Musique politisée pour un monde démocratisé

L’autrice-compositrice-interprète américaine Demi Lovato sortait, le 14 octobre dernier, son simple Commander In Chief, qui est une lettre ouverte au président sortant Donald Trump. Après la mise en ligne de sa chanson, l’artiste a reçu un grand nombre de messages de la part de son auditoire aux valeurs plus conservatrices. Tous et toutes lui indiquaient que ce n’est pas son rôle, en tant que chanteuse, de donner son avis sur des enjeux politiques. L’arrivée des réseaux sociaux n’a définitivement pas rendu la tâche facile aux artistes qui prennent le retour du boomerang à chaque engagement politique. Depuis des décennies, les artistes prennent parti et se lancent même dans la course politique comme a pu le faire le le 40e président des États-Unis, Ronald Reagan, qui était un animateur radio et acteur avant d’être un homme politique. 

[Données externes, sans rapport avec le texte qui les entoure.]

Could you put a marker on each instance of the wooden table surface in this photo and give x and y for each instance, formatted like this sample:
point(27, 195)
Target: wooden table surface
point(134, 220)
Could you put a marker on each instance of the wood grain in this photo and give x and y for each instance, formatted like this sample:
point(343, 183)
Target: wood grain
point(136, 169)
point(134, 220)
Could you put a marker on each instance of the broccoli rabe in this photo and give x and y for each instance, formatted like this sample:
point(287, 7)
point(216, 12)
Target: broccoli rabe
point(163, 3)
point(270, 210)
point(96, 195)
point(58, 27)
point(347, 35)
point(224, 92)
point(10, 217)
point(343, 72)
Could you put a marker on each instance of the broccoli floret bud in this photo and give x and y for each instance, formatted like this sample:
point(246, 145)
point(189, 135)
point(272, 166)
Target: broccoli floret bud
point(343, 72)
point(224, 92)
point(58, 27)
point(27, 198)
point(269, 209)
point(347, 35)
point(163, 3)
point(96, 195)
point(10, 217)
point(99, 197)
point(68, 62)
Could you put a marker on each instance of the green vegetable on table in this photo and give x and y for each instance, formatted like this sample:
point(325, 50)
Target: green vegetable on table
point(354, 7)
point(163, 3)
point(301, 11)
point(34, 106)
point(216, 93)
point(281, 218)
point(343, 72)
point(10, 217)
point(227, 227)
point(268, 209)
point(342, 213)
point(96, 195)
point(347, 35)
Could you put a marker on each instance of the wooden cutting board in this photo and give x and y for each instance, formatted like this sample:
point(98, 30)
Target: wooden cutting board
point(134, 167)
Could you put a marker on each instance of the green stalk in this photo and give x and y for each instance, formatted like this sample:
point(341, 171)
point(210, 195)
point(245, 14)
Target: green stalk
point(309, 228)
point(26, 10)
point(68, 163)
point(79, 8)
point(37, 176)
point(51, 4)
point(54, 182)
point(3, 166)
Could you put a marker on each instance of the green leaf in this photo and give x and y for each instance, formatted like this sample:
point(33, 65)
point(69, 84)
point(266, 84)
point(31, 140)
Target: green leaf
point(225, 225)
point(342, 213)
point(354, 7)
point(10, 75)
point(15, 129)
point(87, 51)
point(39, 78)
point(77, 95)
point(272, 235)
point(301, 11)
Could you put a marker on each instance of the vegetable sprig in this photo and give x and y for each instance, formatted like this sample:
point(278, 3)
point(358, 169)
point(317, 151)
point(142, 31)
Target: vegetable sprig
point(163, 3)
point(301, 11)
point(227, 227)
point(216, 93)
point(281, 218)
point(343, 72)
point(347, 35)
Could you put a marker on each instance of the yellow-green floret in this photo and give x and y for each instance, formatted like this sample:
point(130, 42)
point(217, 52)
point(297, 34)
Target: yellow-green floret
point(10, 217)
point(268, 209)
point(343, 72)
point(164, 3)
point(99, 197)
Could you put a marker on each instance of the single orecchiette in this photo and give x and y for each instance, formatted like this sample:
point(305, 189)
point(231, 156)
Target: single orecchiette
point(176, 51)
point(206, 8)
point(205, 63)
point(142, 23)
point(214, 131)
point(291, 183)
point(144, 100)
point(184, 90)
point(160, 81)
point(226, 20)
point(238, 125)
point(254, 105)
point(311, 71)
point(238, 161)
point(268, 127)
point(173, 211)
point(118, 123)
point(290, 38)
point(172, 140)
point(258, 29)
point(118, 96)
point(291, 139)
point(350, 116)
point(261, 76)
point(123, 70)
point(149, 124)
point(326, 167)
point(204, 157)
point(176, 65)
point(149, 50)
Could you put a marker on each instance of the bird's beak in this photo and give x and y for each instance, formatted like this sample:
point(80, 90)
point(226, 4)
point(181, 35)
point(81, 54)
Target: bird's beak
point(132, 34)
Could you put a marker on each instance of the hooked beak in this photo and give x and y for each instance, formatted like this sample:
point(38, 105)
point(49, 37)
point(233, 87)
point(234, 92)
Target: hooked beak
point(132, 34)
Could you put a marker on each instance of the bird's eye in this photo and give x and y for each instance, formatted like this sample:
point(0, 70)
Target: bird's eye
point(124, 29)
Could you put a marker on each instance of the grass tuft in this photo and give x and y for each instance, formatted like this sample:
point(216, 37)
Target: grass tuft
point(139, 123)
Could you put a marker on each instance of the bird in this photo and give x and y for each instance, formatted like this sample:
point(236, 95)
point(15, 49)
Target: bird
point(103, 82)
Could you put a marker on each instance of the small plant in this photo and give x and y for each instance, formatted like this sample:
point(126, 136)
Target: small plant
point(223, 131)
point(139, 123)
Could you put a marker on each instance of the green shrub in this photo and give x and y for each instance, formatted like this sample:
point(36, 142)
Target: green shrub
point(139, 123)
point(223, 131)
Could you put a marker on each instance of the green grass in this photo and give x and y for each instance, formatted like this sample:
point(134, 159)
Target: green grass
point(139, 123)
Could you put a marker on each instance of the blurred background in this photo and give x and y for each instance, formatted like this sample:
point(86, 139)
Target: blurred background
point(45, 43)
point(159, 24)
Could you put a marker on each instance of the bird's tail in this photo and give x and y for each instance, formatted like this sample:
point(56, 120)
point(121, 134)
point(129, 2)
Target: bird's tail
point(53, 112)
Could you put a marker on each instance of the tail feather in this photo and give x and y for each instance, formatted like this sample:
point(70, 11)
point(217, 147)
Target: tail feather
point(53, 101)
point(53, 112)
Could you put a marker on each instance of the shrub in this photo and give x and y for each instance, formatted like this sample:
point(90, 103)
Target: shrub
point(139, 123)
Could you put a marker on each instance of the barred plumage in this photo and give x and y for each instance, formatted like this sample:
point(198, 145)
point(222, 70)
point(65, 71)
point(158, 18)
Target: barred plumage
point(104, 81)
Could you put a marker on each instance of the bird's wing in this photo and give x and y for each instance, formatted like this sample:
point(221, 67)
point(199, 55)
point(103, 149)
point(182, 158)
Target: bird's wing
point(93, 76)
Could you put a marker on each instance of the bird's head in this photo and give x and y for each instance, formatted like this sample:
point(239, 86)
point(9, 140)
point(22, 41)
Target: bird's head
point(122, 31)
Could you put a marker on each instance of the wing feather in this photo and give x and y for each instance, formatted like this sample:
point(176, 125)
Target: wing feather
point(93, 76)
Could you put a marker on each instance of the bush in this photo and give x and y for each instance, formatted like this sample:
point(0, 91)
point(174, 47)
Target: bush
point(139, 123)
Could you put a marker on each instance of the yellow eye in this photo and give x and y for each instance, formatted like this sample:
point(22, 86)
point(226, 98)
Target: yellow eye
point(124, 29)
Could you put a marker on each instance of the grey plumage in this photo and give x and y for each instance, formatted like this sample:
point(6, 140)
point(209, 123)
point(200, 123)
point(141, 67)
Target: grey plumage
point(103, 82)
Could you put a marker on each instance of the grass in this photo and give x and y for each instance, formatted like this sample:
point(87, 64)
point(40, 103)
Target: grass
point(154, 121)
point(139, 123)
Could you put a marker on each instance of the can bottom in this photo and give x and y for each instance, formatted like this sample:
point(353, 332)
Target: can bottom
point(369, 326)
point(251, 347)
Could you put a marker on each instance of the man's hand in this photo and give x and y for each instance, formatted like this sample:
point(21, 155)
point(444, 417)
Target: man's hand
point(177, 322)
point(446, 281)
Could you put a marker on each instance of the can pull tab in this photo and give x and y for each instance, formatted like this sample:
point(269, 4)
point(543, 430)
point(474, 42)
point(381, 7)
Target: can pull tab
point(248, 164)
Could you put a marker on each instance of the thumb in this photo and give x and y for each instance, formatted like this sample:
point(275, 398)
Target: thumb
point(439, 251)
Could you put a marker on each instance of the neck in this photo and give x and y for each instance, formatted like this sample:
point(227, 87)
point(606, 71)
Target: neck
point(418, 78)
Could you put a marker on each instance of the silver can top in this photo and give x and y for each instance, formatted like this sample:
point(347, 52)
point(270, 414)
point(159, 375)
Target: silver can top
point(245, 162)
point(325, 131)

Cette tendance n’est pas seulement américaine. Au Québec aussi, certain(e)s artistes comme Richard Desjardins et Loco Locass prennent parole à propos de sujets politisés. Le groupe folk rock alternatif les Cowboys Fringants se nourrit d’ailleurs principalement d’enjeux sociétaux importants pour créer ses chansons. Dans un grand nombre de ses morceaux, le groupe revendique des idées souverainistes et environnementalistes, comme dans Lettre à Lévesque ou Plus rien. Les Cowboys Fringants illustrent parfaitement le succès que peuvent engendrer des textes politisés. Par ailleurs, leur prospérité est la preuve que prendre parti dans des enjeux de société ne signe pas la fin d’une carrière : une peur encore bien présente chez certain(e)s artistes. 

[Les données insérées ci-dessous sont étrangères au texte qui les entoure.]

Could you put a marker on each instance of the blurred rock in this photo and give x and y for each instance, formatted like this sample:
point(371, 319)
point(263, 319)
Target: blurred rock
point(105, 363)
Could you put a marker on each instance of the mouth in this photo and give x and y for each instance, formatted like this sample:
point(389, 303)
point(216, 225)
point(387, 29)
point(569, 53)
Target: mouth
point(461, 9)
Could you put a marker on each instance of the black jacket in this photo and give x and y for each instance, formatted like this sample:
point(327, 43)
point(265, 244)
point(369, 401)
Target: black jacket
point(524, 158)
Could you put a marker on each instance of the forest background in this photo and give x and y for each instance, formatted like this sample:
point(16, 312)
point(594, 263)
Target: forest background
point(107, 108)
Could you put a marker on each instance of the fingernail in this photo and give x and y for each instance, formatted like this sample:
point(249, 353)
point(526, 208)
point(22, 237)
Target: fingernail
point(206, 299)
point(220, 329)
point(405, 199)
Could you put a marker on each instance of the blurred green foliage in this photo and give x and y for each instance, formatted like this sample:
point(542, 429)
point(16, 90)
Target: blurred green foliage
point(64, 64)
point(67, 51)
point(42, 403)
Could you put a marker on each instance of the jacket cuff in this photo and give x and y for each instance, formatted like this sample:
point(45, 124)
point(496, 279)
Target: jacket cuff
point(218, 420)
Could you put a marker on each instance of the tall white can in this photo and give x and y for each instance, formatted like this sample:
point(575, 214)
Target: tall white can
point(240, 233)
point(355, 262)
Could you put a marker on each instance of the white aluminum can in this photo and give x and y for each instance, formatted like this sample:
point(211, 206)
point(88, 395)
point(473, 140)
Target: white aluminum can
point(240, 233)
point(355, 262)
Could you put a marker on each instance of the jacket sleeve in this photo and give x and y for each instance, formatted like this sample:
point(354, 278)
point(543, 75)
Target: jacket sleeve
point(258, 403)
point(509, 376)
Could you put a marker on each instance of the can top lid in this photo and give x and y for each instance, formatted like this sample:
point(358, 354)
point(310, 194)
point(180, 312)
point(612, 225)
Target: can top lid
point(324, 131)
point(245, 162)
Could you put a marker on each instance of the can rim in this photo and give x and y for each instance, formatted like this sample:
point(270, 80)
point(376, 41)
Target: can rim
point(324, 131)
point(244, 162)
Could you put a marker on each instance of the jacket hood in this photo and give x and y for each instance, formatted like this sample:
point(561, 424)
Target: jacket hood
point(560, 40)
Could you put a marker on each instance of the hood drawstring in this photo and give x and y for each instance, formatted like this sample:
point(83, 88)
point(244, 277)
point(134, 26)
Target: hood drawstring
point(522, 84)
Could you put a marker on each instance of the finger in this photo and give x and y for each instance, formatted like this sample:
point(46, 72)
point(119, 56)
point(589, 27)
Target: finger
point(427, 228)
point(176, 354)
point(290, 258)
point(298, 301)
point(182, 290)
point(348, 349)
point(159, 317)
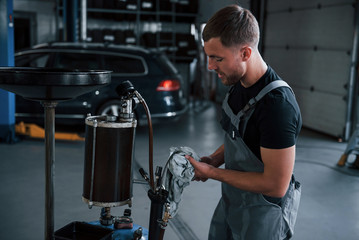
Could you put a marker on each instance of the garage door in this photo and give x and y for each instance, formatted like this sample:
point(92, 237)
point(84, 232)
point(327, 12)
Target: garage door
point(309, 43)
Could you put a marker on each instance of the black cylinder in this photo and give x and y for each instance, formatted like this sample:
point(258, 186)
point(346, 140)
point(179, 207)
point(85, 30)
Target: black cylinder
point(108, 161)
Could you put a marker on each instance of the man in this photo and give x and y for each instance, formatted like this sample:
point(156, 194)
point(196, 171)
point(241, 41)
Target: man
point(260, 197)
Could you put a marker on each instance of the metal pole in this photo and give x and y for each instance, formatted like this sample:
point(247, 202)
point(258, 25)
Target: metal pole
point(49, 107)
point(83, 20)
point(353, 74)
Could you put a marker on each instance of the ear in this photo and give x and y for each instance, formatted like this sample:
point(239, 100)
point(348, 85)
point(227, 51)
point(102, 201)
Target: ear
point(246, 53)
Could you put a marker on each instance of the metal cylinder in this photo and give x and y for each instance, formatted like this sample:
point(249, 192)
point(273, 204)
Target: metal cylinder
point(109, 151)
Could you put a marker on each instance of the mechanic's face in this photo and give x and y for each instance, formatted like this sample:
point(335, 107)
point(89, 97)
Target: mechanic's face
point(225, 61)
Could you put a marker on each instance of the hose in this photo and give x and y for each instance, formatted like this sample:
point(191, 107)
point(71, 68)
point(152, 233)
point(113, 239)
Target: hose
point(150, 135)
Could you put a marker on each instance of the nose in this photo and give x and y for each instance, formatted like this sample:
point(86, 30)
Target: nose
point(211, 64)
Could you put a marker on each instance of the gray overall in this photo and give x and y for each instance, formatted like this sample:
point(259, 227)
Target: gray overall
point(246, 215)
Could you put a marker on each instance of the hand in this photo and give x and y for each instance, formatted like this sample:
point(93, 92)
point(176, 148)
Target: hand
point(201, 169)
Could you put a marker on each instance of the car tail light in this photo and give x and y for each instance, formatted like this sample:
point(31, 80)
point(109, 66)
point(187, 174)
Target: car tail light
point(168, 85)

Une inquiétude justifiée par la possibilité d’une perte de leur auditoire. L’autrice-compositrice-interprète américaine Taylor Swift s’est confiée sur le sujet dans son documentaire Miss Americana, sorti en janvier dernier. L’artiste avait à coeur de s’opposer aux idées politiques de la nouvelle sénatrice conservatrice du Tennessee, Marsha Blackburn. Même au sein de sa famille, cette prise de position divise. En l’occurrence, le père de la chanteuse s’oppose à cette prise de parole par crainte que l’auditoire de sa fille se détache. Malgré les doutes, Taylor Swift a publié un message sur sa page personnelle Instagram annonçant qu’elle ne voterait pas pour la sénatrice Blackburn, mais qu’elle allait plutôt soutenir son adversaire démocrate Phil Bredesen. Une prise de position qui lui a amené une nouvelle vague d’auditeurs et d’auditrices. 

L’art de politiser 

« Une oeuvre n’est pas là pour plaire, elle est là pour enflammer », a proclamé Wajdi Mouawad, directeur artistique et dramaturge français, dans un texte d’opinion écrit pour Le Droit. Et il n’a pas tort, l’art a toujours existé pour déranger et bouleverser le public. Une intervention qui reste pertinente et ancrée dans l’actualité, à l’heure où le monde culturel américain s’est engagé corps et âme, quitte à en incommoder certain(e)s, durant la présidentielle américaine de 2020. Un dénouement qui aura fait bien des heureux et des heureuses dans le corps artistique du pays.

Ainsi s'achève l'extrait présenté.